The Indian colours major, one of the fastest growing companies in its field, has been focused on westwards expansion, and in September announced both the opening of a regional base in Germany and a natural colour facility in America.
From its Mumbai headquarters, Roha has ramped up its links with global markets. It now operates 12 other manufacturing centres in the Americas, Europe, Africa, Asia and Australia.
The Essential deal is to tap into the “increasing awareness throughout the world about the use of nature-based sustainable ingredients”, the company said in a statement.
“The trend towards clean-label products continue to drive the innovation in colouring and flavouring ingredients in Europe and globally, and with this strategic acquisition, Roha will also be able to be an important player in this fast-growing segment of the market,” it added.
The acquisition will help expand Maharashtra-based Roha’s product portfolio by bringing natural colouring and aromatic ingredients. Founded in Tuscany a decade ago, Essential will be charged with develop new formulations to be marketed internationally.
International research task force formed to tackle food security in Bangladesh
Bangladesh’s food ministry will join the International Food Policy Research Institute (Ifpri) and an American university to launch a comprehensive food security research programme to address food security in the country.

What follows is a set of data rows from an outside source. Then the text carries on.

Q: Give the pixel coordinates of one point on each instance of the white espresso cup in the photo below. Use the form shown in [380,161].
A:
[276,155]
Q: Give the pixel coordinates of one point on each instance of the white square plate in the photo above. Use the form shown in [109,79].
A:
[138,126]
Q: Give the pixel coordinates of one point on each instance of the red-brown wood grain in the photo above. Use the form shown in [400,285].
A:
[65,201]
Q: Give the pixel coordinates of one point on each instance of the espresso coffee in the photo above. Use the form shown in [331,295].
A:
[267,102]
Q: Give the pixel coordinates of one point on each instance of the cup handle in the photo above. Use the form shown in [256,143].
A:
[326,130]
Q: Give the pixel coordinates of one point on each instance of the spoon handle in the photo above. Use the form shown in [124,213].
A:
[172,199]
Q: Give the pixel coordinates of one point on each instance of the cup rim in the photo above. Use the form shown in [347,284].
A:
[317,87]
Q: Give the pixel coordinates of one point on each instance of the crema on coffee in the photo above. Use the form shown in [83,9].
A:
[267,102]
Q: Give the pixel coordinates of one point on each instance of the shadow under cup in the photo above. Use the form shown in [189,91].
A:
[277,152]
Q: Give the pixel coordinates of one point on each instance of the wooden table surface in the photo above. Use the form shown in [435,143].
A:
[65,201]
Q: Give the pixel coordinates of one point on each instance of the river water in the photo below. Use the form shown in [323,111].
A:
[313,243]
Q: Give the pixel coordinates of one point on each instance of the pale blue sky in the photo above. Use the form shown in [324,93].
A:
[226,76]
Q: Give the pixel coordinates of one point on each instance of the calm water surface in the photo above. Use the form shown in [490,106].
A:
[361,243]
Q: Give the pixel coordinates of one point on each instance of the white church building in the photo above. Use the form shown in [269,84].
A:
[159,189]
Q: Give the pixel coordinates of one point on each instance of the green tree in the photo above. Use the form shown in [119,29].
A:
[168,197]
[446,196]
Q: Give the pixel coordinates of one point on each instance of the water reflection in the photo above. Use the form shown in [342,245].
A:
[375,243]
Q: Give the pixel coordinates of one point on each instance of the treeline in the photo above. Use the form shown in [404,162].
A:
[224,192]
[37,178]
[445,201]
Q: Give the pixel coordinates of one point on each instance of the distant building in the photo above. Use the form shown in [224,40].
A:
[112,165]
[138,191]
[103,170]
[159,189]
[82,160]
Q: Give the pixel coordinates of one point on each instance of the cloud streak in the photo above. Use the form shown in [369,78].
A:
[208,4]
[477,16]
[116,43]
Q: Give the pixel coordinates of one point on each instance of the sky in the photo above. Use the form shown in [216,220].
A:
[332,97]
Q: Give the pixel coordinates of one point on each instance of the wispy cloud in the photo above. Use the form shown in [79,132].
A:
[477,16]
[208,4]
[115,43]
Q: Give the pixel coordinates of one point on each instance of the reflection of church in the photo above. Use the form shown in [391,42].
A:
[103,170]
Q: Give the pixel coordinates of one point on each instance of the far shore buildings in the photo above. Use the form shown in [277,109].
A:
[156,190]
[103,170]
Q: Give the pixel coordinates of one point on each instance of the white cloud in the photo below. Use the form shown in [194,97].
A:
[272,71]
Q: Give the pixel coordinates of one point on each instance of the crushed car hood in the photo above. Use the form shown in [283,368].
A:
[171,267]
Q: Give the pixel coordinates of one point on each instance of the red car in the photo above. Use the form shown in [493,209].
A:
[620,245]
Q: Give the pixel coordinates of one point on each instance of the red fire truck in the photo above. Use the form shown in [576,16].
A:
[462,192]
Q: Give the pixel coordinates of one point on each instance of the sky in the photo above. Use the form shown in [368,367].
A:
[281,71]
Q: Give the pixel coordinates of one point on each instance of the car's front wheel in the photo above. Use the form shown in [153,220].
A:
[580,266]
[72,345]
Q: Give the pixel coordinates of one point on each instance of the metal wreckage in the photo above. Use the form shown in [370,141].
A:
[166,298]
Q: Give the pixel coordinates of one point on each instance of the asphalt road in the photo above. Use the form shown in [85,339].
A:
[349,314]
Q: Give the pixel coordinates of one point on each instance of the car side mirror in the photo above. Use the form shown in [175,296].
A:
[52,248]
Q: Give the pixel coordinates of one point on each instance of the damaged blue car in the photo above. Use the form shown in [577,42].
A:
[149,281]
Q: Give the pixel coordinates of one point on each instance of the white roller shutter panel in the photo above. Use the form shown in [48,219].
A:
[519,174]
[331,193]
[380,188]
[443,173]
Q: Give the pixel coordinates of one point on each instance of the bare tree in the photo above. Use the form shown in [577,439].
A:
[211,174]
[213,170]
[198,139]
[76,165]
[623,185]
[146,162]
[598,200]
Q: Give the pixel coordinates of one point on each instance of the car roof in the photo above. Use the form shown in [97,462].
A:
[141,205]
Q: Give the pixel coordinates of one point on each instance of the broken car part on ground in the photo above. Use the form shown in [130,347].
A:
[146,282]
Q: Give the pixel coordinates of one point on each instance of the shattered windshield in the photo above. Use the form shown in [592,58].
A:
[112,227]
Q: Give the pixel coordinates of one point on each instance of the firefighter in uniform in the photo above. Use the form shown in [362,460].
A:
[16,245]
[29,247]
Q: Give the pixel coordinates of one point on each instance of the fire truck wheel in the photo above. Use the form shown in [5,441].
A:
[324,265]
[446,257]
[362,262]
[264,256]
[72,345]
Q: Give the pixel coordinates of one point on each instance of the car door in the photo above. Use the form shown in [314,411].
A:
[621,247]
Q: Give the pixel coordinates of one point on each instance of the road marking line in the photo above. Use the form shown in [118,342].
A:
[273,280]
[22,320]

The Bangladesh Integrated Food Policy Research Programme will combine policy research with capacity strengthening to find solutions to boost the long-term availability of food in a country that is prone to natural disasters that can wipe out stores of cereals, said food minister Qamrul Islam.
“The government is committed to protecting the poor and vulnerable with the use of modern engineering and information technology,” he added.
The five-year research programme, involving academics at the University of Illinois, Urbana-Champaign, is designed to meet the food policy needs of a growing Bangladesh population.
Specifically, it will set out to improve the food value chain, find ways to increase public food stocks, boost disaster responses and enhance price stabilisation by using effective digital technologies.
Its research activities will focus on a range of food policy considerations, including storage and transport, market and policy analysis, and capacity-building and outreach.
As the programme’s lead partner, Ifpri will provide overall guidance on analytical work and assess best policies and practices on grain storage management.
“In the last half of the twentieth century, food policy in most Asian countries focused on ensuring the availability of cereals,” said Shahidur Rashid, an Ifpri researcher and the programme’s lead.
“But sufficient cereal availability and rapid economic growth in many of these countries, including Bangladesh, has highlighted the need to upgrade the food policy architecture with modern technology and stronger institutions; so, it is crucial we use a sound analytical basis to build and manage the new policy architecture.”
The programme will also work with government institutions, including the food ministry’s policy monitoring unit, and the private sector.